Swift's intra-module dependency analysis is based on a “provides” / “depends” system, which is ultimately trying to prove which files do not need to be rebuilt. In its simplest form, every file has a list of what it “provides” and what it “depends on”, and when a file is touched, every file that “depends on” what the first file “provides” needs to be rebuilt.
The golden rule of dependency analysis is to be conservative. Rebuilding a file when you don't have to is annoying. Not rebuilding a file when you do have to is tantamount to a debug-time miscompile!
There are four major kinds of dependency between files:
top-level
: use of an unqualified name that is looked up at module scope, and definition of a name at module scope. This includes free functions, top-level type definitions, and global constants and variables.
nominal
: use of a particular type, in any way, and declarations that change the “shape” of the type (the original definition, and extensions that add conformances). The type is identified by its mangled name.
member
: a two-part entry that constitutes either providing a member or accessing a specific member of a type. This has some complications; see below.
dynamic-lookup
: use of a specific member accessed through AnyObject
, which has special id
-like rules for member accesses, and definitions of @objc
members that can be accessed this way.
The member
dependency kind has a special entry where the member name is empty. This is in the “provides” set of every file that adds non-private members to a type, making it a superset of provided nominal
entries. When listed as a dependency, it means that something in the file needs to be recompiled whenever any members are added to the type in question. This is currently used for cases of inheritance: superclasses and protocol conformances.

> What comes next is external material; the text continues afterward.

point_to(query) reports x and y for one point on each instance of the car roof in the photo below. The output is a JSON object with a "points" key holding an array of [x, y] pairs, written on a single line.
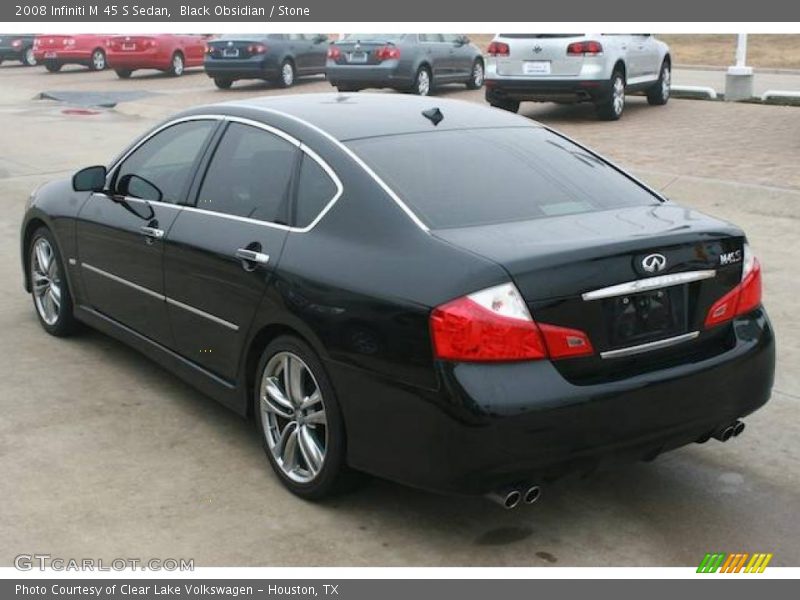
{"points": [[353, 116]]}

The “provides” sets for each file are computed after type-checking has completed. The “depends” sets are tracked by instrumenting lookups in the compiler. The most common kinds of lookups (qualified name lookup, unqualified name lookup, and protocol conformance checks) will already properly record dependencies, but direct lookups into a type or module will not, nor will dependencies not modeled by a query of some kind. These latter dependencies must be handled on a case-by-case basis.
Note:
The compiler currently does not track
nominal
dependencies separate frommember
dependencies. Instead, it considers everymember
dependency to implicitly be anominal
dependency, since adding a protocol to a type may change its members drastically.
External dependencies, including imported Swift module files and Clang headers, are tracked using a special depends-external
set. These dependencies refer to files that are external to the module. The Swift driver interprets this set specially and decides whether or not the cross-module dependencies have changed.
Because every Swift file in the module at least has its imports resolved, currently every file in the module has the same (complete) list of external dependencies. This means if an external dependency changes, everything in the module is rebuilt.
A file's “provides” set may be different before and after it is compiled -- declarations can be both added and removed, and other files may depend on the declarations that were added and the declarations that were removed. This means the dependency graph has to be updated after each file during compilation. (This is also why reusing build products is hard.)
If a build stops in the middle, we need to make sure the next build takes care of anything that was scheduled to be rebuilt but didn't get rebuilt this time.